One thing I always feel compelled to point out is that a lot of people (particularly people who attach negative connotations to the terms we're discussing in this thread) assume that "min/maxing" means pumping their primary scores to the max and then dumping everything else...
However, particularly in previous editions, this was pretty much a guarantee that you'd just built a one-trick glass cannon and pretty much missed the entire point of the Min/Max exercise...
"Min/Maxing", as the term was used in the old WotC CharOp forum by the CharOp wizards, meant maximizing your strengths... While
minimizing your weaknesses. Shoring up your weak spots, not dumping your stats.
The whole point is to create a character who is as effective at what they were designed to do as possible
while not actively gimping yourself in other areas.
The classic example of the all-smashing idiot barbarian who can one-shot a troll at first level? He's all-powerful... Until he meets
anything that calls for a non-physical saving throw.
The Hulk just got punked by a cloud of pixies.
To focus the concept on the two clerics in the original post, and as mentioned above, you need to ask yourself several questions when shuffling around ability scores and other stats. Unless the cleric is going to be a big part of the party's melee capability, you need to ask yourself, how much Strength is too much? If he's not going to be depended on to bring big damage every round and his armor feat helps him mitigate some big hits, does he really need to max his Strength score to get an occasional +1 damage, will those few extra hit points from his maxed-out Con score matter often enough that they're
worth sacrificing something else for?
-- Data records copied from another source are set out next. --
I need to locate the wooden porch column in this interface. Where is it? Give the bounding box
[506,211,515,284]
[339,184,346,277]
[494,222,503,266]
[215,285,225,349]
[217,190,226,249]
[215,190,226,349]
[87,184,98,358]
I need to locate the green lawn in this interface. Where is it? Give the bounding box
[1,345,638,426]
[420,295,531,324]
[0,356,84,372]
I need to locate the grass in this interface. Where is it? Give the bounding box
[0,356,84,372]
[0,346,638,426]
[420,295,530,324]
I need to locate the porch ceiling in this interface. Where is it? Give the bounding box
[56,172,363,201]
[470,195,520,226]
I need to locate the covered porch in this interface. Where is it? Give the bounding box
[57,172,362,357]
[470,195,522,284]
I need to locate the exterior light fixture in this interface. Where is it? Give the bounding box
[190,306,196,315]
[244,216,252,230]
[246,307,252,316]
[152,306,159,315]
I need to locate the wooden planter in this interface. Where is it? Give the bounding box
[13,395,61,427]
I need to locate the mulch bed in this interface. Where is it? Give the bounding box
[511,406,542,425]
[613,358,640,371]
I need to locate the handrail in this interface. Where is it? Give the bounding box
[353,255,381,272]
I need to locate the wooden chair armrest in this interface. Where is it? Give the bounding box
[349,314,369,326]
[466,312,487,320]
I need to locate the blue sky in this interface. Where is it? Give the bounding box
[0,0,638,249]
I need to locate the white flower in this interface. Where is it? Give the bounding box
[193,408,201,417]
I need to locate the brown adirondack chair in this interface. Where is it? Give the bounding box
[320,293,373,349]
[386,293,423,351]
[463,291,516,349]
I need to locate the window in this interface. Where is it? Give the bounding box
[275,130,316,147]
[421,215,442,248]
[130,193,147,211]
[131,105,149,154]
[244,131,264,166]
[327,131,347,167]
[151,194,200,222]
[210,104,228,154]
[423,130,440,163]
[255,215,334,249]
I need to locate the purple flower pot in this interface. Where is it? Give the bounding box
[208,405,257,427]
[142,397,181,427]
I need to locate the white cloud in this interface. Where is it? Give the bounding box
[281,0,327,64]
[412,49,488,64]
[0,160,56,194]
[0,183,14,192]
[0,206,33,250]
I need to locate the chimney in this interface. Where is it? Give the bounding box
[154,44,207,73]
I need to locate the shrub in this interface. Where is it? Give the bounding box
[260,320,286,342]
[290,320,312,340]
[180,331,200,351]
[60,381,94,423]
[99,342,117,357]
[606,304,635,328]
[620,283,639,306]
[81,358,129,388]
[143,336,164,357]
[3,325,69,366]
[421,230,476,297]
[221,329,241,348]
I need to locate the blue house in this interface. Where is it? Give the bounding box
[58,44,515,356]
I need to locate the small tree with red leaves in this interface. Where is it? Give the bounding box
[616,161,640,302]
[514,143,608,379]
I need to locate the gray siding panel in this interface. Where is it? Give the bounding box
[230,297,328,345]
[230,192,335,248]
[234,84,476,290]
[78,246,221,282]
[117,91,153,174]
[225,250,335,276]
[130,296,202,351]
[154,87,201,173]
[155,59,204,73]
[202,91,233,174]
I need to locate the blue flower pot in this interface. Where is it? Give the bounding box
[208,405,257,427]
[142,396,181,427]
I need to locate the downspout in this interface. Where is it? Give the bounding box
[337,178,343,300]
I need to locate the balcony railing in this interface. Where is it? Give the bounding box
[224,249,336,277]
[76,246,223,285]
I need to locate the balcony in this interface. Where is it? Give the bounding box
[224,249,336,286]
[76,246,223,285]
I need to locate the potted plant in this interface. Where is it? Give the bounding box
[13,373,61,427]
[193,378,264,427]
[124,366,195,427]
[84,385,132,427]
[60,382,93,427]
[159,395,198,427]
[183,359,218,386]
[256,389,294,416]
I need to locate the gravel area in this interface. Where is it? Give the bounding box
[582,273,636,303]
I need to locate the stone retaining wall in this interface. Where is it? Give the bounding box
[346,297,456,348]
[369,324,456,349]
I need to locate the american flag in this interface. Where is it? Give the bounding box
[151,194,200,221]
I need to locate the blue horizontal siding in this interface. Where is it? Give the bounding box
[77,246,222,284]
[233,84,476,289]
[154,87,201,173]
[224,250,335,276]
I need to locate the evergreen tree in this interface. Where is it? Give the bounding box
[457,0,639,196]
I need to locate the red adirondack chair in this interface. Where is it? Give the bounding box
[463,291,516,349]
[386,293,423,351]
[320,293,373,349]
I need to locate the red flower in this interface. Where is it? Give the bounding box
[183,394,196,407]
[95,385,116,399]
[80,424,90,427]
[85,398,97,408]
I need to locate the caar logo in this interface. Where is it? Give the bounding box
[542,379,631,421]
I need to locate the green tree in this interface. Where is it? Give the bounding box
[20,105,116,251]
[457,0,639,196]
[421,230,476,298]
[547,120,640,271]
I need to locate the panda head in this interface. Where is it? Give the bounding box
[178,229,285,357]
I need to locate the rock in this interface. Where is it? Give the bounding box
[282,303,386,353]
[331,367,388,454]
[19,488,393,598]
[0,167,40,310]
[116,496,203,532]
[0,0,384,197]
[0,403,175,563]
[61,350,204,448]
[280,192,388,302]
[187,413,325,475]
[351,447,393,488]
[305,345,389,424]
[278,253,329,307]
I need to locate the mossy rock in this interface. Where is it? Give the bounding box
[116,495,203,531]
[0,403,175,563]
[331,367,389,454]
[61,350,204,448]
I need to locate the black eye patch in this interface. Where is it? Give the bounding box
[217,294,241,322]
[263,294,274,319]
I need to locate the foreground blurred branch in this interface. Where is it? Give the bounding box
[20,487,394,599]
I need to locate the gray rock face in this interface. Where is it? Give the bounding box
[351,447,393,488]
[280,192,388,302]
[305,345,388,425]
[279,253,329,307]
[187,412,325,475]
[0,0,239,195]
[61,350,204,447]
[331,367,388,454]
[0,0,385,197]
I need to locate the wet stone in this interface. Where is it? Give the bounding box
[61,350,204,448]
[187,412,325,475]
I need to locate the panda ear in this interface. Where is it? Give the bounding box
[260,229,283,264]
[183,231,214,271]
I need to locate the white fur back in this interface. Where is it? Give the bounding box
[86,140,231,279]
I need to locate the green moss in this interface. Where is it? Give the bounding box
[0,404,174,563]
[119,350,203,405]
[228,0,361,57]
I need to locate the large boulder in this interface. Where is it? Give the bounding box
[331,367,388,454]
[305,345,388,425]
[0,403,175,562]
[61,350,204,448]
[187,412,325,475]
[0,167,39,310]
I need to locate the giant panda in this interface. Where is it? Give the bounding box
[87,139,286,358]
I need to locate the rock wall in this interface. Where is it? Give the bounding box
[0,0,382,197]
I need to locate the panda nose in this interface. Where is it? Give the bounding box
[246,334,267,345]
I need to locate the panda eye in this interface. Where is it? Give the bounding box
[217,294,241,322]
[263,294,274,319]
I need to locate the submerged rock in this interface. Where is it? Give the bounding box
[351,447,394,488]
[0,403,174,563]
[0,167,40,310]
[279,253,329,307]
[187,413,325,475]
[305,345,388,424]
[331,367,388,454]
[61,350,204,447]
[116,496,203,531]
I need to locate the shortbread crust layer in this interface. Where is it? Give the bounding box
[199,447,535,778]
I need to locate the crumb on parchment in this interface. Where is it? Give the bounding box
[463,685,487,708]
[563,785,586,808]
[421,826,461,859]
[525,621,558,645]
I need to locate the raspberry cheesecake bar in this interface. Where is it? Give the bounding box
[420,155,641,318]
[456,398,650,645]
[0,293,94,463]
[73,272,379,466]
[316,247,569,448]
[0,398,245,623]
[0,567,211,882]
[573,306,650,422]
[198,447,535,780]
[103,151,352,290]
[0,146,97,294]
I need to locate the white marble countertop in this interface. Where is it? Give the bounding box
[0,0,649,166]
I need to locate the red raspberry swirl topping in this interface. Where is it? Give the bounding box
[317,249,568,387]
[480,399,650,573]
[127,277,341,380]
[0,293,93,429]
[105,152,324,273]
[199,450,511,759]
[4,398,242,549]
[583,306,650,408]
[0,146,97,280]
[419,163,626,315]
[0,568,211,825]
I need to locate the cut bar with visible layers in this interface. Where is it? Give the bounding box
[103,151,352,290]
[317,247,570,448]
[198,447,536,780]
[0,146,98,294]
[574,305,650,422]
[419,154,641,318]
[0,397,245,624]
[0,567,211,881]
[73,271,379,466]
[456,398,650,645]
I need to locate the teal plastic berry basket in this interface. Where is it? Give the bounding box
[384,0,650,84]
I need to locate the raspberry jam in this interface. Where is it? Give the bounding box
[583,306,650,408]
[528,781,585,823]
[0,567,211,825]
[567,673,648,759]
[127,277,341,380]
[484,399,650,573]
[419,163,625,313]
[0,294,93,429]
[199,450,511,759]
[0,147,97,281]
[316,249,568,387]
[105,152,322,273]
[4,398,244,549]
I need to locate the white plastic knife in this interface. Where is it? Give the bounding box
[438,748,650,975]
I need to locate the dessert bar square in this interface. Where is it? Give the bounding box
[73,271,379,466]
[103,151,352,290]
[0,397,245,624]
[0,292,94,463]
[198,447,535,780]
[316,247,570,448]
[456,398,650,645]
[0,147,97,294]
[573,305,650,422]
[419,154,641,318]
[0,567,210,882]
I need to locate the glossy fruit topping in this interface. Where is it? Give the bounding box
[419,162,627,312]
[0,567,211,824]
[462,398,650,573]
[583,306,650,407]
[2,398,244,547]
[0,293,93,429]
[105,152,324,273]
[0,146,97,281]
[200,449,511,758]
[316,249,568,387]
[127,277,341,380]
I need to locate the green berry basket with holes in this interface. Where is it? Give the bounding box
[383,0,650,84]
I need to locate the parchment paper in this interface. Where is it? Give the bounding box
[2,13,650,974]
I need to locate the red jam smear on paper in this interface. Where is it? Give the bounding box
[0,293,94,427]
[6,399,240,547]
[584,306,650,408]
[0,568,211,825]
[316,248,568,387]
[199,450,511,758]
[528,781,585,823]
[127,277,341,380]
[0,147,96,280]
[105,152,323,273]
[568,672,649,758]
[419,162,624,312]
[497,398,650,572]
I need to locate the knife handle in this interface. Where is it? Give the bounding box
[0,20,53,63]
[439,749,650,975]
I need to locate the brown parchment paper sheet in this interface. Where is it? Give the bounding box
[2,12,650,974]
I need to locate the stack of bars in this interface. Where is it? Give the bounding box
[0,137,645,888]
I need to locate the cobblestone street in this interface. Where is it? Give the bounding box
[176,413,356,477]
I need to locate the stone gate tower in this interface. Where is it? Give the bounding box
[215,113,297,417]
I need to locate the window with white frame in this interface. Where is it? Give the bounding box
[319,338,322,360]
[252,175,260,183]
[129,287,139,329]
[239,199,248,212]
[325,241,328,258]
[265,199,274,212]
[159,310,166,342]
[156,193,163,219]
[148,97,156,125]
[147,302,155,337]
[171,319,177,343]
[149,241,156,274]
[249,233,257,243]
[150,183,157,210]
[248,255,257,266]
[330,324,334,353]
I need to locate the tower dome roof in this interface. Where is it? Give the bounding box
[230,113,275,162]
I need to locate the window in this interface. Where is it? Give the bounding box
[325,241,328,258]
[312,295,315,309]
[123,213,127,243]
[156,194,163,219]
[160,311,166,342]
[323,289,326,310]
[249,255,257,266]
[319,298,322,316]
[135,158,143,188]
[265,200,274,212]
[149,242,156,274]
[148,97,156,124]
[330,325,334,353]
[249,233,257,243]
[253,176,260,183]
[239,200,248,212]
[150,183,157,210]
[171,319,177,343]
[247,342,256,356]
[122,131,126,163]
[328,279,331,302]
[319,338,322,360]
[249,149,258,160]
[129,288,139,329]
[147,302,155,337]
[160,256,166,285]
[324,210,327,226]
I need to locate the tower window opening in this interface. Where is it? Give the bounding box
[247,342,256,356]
Or could those few extra buy points be better used to shore up one of his other abilities? Does somebody else in the party have a decent Charisma score to deal with social encounters, or should you pop some extra points into Charisma and take Persuasion as a skill? What sorts of things require saves against his "tanked" abilities and how common are they?
It's all about assigning priorities and values to your limited set of character resources, and then making choices designed to balance the overall positives and negatives.